Hong Kong Office Rents Plunge Nearly 20% Amid Covid-19
Liao Shumin
DATE:  Dec 16 2020
/ SOURCE:  Yicai
Hong Kong Office Rents Plunge Nearly 20% Amid Covid-19 Hong Kong Office Rents Plunge Nearly 20% Amid Covid-19

(Yicai Global) Dec. 16 -- The cost to rent Grade A office space in Hong Kong has fallen by an average of 18.7 percent in the first 11 months as the Covid-19 pandemic takes its toll on the economy and encourages people to work from home, the 21st Century Business Herald reported today.

Rents in Hong Kong's Central District, which once had some of the most expensive leases in the world, are down an average of 21.3 percent, the report said.

Rents in first-tier office blocks have been under pressure since 2018 and have fallen for seven consecutive quarters, it said. It now costs around HKD102 (USD13) per square foot, a return to 2015 levels.

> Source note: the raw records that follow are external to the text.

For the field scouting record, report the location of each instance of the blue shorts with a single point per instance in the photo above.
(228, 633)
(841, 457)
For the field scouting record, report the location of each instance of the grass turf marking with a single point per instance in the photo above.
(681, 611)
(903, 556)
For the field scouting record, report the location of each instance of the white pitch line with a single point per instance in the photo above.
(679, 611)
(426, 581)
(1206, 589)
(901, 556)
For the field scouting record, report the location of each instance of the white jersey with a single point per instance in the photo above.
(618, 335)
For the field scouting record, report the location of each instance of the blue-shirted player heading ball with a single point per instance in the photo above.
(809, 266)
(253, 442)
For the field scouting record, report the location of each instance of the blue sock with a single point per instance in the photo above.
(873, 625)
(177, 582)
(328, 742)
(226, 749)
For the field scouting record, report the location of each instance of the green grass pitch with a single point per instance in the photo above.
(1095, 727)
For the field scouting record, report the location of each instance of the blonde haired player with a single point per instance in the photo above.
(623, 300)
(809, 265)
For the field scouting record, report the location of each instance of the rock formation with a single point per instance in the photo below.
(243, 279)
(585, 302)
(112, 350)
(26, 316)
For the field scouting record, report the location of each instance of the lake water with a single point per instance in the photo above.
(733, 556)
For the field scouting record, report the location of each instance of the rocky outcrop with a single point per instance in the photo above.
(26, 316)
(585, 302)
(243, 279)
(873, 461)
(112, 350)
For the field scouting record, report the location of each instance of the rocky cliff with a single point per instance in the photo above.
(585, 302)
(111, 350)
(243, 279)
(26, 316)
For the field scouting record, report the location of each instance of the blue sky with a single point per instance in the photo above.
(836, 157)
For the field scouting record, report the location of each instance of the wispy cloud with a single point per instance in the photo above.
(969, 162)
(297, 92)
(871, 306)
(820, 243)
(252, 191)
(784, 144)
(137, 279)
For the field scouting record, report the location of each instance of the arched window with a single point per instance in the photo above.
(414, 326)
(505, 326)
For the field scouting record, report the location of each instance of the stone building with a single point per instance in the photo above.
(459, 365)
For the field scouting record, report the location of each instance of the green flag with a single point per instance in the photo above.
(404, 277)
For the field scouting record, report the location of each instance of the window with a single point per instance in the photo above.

Rents are likely to fall by a further 16 percent next year, said John Siu, managing director of US commercial real estate services firm Cushman & Wakefield’s Hong Kong branch. Another nine new office buildings should be completed by 2022, adding 4.2 million more square feet of rental space to the market, so rents will be under increasing pressure, he added.

Vacancy rates are also climbing, said Eric Ong, chief operating officer of the industrial, commercial and shops division at property agency Midland IC&I. Around 8.1 percent of Grade-A office blocks in Hong Kong’s Central, Western and Admiralty districts now stand empty, a new high since the financial crisis of 2008, he added.

Non-occupancy rates are likely to rise to 14 percent next year, Siu said. It is a stark turnaround from nine years of growing occupancy. The vacancy rates was a low 4.2 percent in August 2018, down from 11.9 percent at the start of 1999.

Trading in Hong Kong’s commercial property market has also become more subdued. Only 60 trades valued at more than HKD100 million (USD12.9 million) have taken place so far this year, far fewer than last year’s 89 and an 80 percent slump from 2018, according to Chicago-based Cushman & Wakefield data.

Hong Kong’s fifth tallest skyscraper owned by tycoon Li Ka-shing sold for a record HKD40.2 billion (USD5.2 billion) in November 2017, indicating how valuable commercial property in the special administrative region once was.